Des incidents auraient éclaté entre mardi et dimanche, mais les informations ne sont pas claires. Samedi, à Divo, on constatait toutefois des pillages de magasins et des dégâts matériels. Amadou Diallo avance un bilan provisoire des heurts de dimanche : « Les affrontements ont commencé vers 8h30. Nous déplorons un mort du côté du RDR. Hier, nous avions une dizaine de blessés, mais d’autres que nous n’avions pas vu se sont ajoutés ce matin, faisant une quinzaine de blessés ». Au FPI, les jeunes Patriotes n’étaient pas armés, mais que « les Dioulas du RDR ont fait de la casse dans les quartiers, qu’ils avaient des kalachnikovs, des fusils, des machettes. Ils ont fait 35 blessés parmi les Patriotes, dont 28 par balle. Il n’y a aucun mort chez les Patriotes et un officiellement chez le RDR », rapporte Boniface Attebe, premier responsable politique du FPI pour le département du Divo. L’Agence France Presse (AFP) rapporte pour sa part deux morts et 17 blessés.

Calme relatif

D’autres incidents auraient opposé les miliciens des deux partis. « Le 14 juillet, premier jour des audiences foraines, il y a eu des échauffourées à Abobo, mais les Forces de défense et de sécurité sont intervenues », explique Laurent Akoun, du FPI. « La semaine passée, ils y a eu des heurts à Oumé, Abengourou et Grand-Bassam (dans la banlieue d’Abidjan). Mais il n’y a pas eu de dégâts, les choses se sont limitées à des mouvements de jeunes », ajoute Imbassou Ouattara.

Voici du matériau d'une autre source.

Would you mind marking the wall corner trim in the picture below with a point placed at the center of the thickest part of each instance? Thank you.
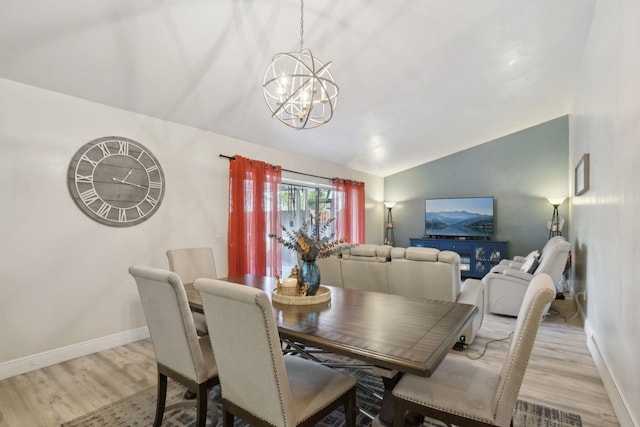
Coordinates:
(62, 354)
(617, 400)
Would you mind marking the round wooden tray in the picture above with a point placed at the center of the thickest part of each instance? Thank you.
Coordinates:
(323, 295)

Les Forces de défense et de sécurité se sont déployées dimanche soir pour rétablir le calme. Certains parlent même d’un couvre-feu. L’AFP indique que des renforts de cette force loyaliste se sont déployés à Daloa, Yamoussoukro et Abidjan et que la Mission des Nations Unies en Côte d’Ivoire a également envoyé des soldats. Cela suffira-t-il à refroidir les ardeurs ? Selon l’AFP, le patron du RDR a souligné qu’il « ne [peut] pas lancer d’appel au calme tant que [ses] militants sont menacés ».